From this point, towards north-east, Cima Pozzin folded rocks show the relevant strenghts involved in alpine chain building. 
During Jurassic period, all this area was at the margin of a narrow ocean between African and European continental plates. 130 millions of years ago, while dinosaurs began their decline up to complete extinction, Africa starts its rotational movement towards Europe: at a first time, oceanic crust shortened, sinking under continental one, then - 60 millions of years ago - the ocean completely closed and the two plates crushed one against the other. Some residual oceanic floor was squeezed out and involved into the collision: now, it outcrops westward, in Val Malenco area.   
Sea-bottom sediments, deposed on the plates' margins, over about two hundred million years, were also pushed and compressed.
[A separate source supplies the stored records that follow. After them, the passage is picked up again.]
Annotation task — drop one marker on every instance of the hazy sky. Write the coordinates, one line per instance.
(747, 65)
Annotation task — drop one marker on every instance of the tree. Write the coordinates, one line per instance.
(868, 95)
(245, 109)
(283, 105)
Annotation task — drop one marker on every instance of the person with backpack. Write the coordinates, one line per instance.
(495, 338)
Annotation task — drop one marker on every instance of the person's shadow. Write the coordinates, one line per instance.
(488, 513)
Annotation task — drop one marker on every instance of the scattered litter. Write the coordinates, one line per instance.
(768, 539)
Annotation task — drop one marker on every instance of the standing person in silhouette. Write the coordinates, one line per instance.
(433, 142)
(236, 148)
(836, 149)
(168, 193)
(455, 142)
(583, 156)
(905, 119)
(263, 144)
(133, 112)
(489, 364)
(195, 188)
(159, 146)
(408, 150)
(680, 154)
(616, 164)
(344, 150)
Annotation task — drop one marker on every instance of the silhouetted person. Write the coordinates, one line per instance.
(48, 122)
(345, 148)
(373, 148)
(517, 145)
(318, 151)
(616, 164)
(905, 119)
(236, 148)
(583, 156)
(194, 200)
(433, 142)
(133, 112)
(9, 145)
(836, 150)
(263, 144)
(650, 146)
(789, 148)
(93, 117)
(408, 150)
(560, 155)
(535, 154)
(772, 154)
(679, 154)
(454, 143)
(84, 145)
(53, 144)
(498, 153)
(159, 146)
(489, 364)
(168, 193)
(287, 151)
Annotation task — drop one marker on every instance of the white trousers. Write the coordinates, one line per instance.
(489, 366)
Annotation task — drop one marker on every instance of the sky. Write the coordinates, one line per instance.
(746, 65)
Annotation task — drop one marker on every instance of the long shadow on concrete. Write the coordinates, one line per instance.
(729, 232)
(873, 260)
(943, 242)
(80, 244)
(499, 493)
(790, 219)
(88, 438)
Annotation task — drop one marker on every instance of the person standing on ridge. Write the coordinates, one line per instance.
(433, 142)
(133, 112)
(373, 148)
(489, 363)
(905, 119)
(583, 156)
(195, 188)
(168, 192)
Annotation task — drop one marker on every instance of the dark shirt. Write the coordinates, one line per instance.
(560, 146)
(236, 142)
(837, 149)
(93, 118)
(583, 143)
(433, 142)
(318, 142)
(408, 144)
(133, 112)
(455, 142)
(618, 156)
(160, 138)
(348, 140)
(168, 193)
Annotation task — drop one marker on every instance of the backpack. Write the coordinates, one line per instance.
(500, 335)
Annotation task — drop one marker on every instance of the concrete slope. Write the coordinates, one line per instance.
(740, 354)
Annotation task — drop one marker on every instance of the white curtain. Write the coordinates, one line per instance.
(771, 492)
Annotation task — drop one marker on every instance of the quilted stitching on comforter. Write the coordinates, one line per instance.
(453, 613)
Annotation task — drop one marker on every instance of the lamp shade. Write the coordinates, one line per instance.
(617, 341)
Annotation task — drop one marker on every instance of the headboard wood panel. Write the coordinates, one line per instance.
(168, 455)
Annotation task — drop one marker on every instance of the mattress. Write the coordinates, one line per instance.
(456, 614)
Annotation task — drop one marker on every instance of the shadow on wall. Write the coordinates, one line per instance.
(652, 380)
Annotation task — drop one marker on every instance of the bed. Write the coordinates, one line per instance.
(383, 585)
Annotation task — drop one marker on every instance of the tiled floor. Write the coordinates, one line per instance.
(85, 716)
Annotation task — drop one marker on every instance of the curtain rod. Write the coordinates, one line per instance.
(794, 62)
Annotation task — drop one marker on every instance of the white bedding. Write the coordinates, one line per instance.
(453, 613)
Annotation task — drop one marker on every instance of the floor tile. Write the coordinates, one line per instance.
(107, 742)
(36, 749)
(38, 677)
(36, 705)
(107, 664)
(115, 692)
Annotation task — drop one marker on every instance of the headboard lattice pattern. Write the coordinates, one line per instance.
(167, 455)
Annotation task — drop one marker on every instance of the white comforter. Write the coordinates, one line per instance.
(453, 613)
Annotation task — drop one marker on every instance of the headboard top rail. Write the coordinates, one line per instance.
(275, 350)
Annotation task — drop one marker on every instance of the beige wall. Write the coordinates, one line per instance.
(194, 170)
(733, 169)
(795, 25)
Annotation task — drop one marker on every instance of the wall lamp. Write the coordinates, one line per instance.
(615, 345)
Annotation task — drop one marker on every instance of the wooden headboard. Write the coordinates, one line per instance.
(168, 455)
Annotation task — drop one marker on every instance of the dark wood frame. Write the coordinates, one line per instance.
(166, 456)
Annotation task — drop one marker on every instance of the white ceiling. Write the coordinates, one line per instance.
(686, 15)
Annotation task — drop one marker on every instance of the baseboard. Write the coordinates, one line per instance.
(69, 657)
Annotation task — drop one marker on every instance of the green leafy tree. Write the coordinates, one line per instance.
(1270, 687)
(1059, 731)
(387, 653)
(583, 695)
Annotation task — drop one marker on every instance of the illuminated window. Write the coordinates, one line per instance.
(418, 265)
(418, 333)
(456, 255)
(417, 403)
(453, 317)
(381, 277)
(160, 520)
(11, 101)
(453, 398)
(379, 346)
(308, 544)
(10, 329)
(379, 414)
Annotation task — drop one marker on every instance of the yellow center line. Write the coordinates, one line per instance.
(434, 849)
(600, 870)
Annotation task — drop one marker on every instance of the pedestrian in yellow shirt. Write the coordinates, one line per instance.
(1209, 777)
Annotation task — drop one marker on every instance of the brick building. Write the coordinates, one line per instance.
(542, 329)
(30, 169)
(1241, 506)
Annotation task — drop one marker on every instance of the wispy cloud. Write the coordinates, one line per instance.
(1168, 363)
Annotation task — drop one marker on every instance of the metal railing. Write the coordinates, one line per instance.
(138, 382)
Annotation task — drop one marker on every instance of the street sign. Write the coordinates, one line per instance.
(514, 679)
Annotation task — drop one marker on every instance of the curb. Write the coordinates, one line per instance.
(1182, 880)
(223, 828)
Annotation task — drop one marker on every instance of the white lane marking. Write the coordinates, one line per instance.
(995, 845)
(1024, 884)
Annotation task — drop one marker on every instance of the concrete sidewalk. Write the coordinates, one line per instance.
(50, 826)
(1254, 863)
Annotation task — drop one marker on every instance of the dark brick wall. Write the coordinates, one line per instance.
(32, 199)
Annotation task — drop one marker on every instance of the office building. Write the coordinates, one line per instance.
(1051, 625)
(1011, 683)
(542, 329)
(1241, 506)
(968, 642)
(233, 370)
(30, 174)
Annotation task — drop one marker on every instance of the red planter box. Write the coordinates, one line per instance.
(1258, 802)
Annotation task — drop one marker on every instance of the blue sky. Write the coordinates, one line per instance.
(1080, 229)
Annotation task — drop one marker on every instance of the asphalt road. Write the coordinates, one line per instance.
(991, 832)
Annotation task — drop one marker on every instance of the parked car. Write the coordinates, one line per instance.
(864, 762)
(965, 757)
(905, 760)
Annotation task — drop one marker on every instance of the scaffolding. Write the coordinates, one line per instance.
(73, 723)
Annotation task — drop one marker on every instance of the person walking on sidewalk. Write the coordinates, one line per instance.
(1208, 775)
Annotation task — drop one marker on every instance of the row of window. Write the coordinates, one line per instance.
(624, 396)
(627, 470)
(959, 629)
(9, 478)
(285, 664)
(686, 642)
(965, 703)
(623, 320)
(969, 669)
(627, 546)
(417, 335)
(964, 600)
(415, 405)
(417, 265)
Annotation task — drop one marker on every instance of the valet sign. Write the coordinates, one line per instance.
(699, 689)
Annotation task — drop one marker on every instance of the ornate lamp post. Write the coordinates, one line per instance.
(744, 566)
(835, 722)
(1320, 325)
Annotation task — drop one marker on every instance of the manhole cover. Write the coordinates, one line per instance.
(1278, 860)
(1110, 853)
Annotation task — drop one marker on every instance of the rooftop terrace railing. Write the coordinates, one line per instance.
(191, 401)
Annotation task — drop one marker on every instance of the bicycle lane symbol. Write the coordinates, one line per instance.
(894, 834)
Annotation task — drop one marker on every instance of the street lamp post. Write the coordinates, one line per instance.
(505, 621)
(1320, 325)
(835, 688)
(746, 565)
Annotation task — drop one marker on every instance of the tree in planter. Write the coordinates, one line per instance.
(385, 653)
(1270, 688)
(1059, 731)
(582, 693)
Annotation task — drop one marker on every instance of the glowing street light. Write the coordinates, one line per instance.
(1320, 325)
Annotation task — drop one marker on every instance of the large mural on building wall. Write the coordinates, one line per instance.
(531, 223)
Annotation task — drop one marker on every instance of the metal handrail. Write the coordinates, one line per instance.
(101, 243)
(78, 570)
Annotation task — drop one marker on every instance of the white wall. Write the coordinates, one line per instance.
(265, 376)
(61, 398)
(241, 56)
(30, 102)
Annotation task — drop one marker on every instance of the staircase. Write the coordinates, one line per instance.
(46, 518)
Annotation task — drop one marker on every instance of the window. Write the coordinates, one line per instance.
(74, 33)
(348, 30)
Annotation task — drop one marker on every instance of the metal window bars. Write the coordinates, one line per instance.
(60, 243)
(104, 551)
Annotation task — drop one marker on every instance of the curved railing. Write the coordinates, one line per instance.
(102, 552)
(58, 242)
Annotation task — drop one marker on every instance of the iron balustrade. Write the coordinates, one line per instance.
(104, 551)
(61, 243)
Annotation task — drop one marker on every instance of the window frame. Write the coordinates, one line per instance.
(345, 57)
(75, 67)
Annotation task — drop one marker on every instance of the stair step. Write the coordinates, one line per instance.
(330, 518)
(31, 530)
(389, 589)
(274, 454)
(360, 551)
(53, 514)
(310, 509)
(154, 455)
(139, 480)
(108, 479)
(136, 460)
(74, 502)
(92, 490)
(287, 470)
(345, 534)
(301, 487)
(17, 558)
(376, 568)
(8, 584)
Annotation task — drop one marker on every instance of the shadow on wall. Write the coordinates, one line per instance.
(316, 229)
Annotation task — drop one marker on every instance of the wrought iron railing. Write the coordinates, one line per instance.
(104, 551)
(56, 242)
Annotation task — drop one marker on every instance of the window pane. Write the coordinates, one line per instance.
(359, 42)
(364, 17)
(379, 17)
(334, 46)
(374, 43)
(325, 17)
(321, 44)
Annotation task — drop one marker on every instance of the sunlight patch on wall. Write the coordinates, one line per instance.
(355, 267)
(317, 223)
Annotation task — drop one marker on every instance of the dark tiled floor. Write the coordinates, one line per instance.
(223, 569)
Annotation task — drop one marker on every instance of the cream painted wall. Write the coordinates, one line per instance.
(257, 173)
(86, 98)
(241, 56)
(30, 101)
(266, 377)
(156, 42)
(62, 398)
Hard, unyielding massive dolomitic rocks broken into huge slabs, put one onto the other, while plastic shaley and marly layered rocks were tightly folded: at the dawn of a new era, like a Venus born from the sea, Alps started to rise from the water, growing up for thousand of meters towards the sky! 
It was a long, complex process, lasting at least 30 MY; in the same time, while the chain became higher, erosion started to mould its flanks, carving valleys and sharpening crests. 
In front of you, one of this deeply cut incision shows the bedded sediments of the Jurassic sea-floor, involved in these orogenetic imposing events: large, recumbent folds of grey shaley marls, underlined by slim limestone layers, appear to run towards the south, pulled away by the dolomitic bulk of Pizzo del Ferro massif at their back. 
From yonder mountains, 230 millions of years of planet Earth history behold you!